Cultivar(s): Grenache 95% | Shiraz 5%
Analysis: Alc: 13.45% | R.S: 2.5g/l | T.A: 6g/l | Ph: 3.39

Awards & accolades

  • Double Silver  – National Wine Challenge/Top100 2016
  • Bronze  – Veritas 2015
  • 4 stars – Platter

The story of this wine

This wine’s name “Lycaon” comes from the scientific name for an African Wild Dog, Lycaon Pictus, and is derived from the Greek word Lycos for a wolf. This is an apt association for our Grenache, which is hand-made from organically certified grapes using traditional techniques. We have a wine that combines “sauvage”, elegance and energy in a spicy brooding finish.  The label illustration is derived from a page in an 18th century book on hunting in Southern Africa, which has been a major contributor to the demise of Wild Dogs.
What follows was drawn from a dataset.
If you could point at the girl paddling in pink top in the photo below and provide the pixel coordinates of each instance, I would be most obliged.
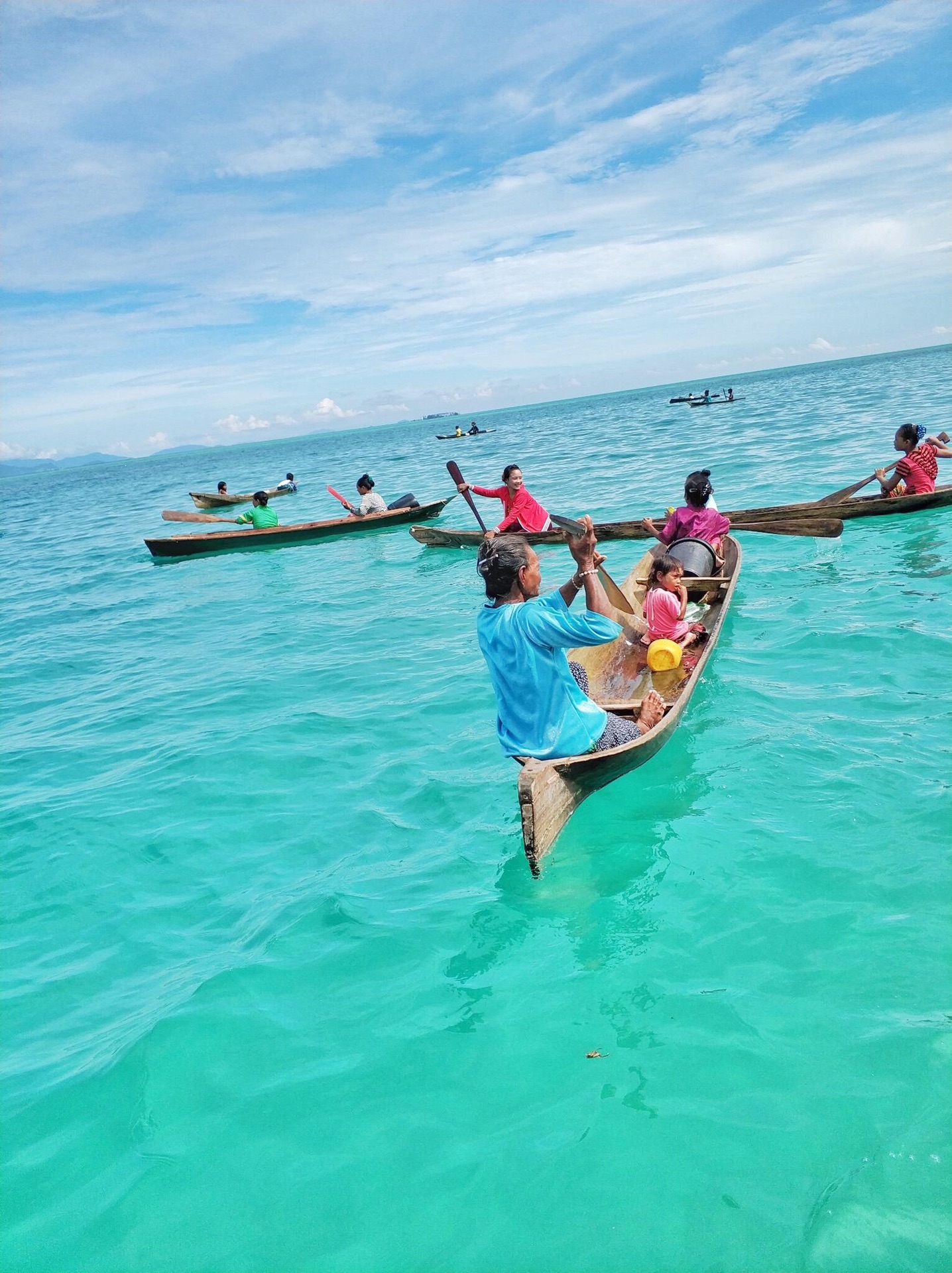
(699, 520)
(521, 512)
(666, 604)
They are now our rarest big mammal and are steadily edging towards extinction.

Tasting notes

A lovely rich mélange of sweet and crunchy red berry fruit, subtle pepper spice flavours, and aromas harmonized with sweet oak. This is a very elegant wine with a gorgeous silky palate with a fresh bright finish.

Food suggestions

This wine should be served slightly chilled with French country bistro cuisine such as warm sausage and potato salad, chicken braised with fennel, saffron and green olives or lamb chops with ratatouille and tapenade.

The vineyard

Grenache is from Kasteelsig vineyard, owned by Painted Wolf Pack member Billy (Guillermo) Hughes, and are organically certified grapes. Soil is red Glenrosa with some Oakleaf - shale rich duplex soils. The vineyards are not irrigated. Kasteelsig vineyard supplies grapes for some of South Africa’s top boutique wines. Yields are round 6 tons to the hectare.

Winemaking

The grapes were hand-picked into small baskets and taken to the cellar where they were destalked and gently crushed. The wine fermented in small open bins with four punch downs a day. When totally dry, we pressed into oak barrels to complete malolactic fermentation. The wine matured for 14 months in small French oak barrels of which, roughly 30% were new. A small percentage of Shiraz was added to the blend. 3800 bottles were produced.

Ageing potential

This wine should age gracefully and drink well for up to 10 years from vintage.